# Language identification for regional languages of France  

In this lab, you will work on varities on French and on the task of language identification.

## 0. Install libraries and import data

In [1]:
from collections import Counter

import pandas as pd
import fasttext as ft
from huggingface_hub import hf_hub_download
import numpy as np
from sklearn.metrics import ConfusionMatrixDisplay, confusion_matrix
import matplotlib.pyplot as plt
import seaborn as sns

  from .autonotebook import tqdm as notebook_tqdm


You now have access to the file `parable_dataset.csv` in the folder `data`. Some explanations about this dataset:

### Description of the dataset

The dataset has been acquired from a book entitled ["Parabole de l'enfant prodigue en divers dialectes, patois de la France, avec une introduction sur la formation des dialectes et patois de la France"](https://archive.org/details/paraboledelenfan00favr/), published in 1879 and authored by Léopold Favre.
It contains translations of the "Parable of the Lost Son" in several regional languages of France, collected at the beginning of the 19th century.
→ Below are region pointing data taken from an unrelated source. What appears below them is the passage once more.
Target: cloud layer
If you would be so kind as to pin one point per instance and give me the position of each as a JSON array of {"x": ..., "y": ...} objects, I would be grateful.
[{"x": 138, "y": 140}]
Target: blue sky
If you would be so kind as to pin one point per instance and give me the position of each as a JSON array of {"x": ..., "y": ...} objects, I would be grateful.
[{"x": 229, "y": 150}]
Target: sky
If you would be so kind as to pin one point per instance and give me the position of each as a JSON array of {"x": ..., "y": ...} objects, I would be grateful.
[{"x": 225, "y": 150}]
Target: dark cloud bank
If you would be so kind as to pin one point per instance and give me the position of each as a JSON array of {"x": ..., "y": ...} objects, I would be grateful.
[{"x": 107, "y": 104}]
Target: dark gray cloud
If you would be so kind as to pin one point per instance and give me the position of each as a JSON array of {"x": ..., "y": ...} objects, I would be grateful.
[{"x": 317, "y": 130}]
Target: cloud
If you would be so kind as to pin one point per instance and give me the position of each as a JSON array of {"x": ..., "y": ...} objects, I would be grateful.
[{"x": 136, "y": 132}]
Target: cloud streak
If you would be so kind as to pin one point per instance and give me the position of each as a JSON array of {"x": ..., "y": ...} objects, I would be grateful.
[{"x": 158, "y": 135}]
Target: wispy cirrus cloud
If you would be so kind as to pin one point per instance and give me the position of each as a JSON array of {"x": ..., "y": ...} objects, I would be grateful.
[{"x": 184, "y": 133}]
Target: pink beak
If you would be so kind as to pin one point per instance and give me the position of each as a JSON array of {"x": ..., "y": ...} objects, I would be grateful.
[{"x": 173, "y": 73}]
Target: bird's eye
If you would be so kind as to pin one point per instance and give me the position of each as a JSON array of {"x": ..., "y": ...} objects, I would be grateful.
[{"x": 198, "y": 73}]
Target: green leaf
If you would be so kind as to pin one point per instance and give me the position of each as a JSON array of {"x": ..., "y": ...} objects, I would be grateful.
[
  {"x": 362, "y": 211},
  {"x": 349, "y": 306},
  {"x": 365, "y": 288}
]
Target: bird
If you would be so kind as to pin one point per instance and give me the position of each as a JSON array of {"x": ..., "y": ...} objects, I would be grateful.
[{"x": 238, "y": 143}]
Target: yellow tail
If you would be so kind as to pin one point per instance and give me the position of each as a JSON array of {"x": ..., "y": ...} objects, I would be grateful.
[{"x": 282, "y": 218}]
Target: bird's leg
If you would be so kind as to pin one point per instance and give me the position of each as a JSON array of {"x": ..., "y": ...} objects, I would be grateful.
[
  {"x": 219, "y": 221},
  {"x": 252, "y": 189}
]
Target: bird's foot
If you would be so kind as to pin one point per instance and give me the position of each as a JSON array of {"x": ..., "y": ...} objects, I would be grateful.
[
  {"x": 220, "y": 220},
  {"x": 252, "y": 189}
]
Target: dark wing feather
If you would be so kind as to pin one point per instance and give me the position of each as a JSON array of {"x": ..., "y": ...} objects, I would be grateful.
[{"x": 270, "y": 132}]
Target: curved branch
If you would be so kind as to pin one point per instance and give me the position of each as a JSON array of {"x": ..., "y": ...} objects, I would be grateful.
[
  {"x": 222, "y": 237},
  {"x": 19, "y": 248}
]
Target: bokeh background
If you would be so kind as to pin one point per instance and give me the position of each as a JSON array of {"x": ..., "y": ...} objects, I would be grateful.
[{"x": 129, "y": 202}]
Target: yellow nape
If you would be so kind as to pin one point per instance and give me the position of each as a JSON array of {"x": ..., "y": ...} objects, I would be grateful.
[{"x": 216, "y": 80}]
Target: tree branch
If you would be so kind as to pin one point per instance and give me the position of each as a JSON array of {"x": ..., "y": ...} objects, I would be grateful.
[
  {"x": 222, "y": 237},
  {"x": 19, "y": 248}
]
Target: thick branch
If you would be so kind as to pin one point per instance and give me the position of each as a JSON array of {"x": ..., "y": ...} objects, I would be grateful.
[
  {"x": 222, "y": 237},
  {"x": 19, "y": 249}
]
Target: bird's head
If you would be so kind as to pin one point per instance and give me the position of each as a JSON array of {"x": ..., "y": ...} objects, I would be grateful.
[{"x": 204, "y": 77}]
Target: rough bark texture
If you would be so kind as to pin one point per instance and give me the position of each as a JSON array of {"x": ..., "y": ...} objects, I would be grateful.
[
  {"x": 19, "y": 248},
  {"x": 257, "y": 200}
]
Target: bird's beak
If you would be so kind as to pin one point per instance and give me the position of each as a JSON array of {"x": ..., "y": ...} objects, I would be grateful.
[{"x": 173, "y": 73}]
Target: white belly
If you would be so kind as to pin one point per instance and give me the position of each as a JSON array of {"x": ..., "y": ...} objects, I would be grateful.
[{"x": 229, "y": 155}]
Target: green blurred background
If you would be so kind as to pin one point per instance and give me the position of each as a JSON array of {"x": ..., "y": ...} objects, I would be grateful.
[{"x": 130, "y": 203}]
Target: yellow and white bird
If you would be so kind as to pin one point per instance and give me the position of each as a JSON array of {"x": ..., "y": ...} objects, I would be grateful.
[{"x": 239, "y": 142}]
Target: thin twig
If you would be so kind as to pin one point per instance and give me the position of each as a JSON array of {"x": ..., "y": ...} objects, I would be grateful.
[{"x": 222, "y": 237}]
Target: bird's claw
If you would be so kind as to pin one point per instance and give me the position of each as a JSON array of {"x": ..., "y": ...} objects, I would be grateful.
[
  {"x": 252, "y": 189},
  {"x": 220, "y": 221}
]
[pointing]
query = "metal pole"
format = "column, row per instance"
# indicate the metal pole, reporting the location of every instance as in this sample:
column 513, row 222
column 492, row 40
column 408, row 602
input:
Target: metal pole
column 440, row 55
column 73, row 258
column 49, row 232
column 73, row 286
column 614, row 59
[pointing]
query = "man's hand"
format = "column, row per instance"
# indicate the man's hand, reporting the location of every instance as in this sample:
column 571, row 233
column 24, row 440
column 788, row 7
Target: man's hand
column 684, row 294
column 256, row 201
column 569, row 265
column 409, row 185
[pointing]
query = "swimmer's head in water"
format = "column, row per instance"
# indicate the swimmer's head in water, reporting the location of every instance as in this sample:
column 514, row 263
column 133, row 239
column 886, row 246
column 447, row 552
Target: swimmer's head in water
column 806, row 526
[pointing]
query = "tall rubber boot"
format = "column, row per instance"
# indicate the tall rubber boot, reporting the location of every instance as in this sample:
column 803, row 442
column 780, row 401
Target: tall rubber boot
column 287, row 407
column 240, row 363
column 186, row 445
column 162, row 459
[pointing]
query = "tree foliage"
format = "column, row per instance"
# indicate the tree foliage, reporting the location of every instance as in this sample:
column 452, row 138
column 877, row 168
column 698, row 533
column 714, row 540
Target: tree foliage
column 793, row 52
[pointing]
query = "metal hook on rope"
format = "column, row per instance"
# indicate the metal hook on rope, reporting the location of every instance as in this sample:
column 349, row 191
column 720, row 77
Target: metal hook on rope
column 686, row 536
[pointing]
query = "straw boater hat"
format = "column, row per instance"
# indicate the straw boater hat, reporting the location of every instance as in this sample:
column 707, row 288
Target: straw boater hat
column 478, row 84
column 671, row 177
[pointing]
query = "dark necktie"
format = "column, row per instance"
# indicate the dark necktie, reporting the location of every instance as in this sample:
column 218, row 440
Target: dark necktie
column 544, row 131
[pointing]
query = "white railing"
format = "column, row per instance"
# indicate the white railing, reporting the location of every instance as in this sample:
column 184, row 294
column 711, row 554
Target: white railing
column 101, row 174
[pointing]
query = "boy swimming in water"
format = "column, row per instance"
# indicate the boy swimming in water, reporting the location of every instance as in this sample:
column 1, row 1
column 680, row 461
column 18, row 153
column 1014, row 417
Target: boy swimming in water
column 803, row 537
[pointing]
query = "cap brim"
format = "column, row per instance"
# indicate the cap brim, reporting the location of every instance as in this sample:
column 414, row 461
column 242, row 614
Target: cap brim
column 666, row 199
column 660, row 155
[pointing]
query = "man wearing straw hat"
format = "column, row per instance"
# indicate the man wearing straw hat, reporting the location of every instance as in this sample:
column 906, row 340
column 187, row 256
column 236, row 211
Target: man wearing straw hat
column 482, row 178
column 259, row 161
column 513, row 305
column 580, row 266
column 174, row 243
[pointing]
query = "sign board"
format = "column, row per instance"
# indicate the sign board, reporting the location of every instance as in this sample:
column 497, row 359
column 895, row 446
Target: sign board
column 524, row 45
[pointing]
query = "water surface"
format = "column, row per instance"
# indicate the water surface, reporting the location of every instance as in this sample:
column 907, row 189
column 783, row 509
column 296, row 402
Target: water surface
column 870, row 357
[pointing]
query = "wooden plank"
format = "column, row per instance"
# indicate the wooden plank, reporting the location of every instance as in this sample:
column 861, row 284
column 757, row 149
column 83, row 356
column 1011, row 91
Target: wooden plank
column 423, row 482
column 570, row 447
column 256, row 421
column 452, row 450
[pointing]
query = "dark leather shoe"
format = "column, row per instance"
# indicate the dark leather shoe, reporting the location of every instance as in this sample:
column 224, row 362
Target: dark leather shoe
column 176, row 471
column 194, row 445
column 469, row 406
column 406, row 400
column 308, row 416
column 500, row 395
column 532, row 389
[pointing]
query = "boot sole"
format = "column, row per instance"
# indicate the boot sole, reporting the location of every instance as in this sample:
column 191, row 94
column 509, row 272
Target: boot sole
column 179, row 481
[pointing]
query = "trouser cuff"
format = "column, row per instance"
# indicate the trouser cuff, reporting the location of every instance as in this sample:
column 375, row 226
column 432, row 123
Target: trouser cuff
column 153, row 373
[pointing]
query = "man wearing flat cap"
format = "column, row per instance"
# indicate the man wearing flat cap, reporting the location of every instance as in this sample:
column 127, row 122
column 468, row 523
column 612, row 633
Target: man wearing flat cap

The dataset presents a combination of challenges which are often observed in low-resource settings:
- diachronic variation
- diatopic variation
- lack of spelling standards
- errors due to OCR (Optical Charactacter Recognition)
- approximate characterization of the language due to the lack of dedicated ISO 639.3 codes.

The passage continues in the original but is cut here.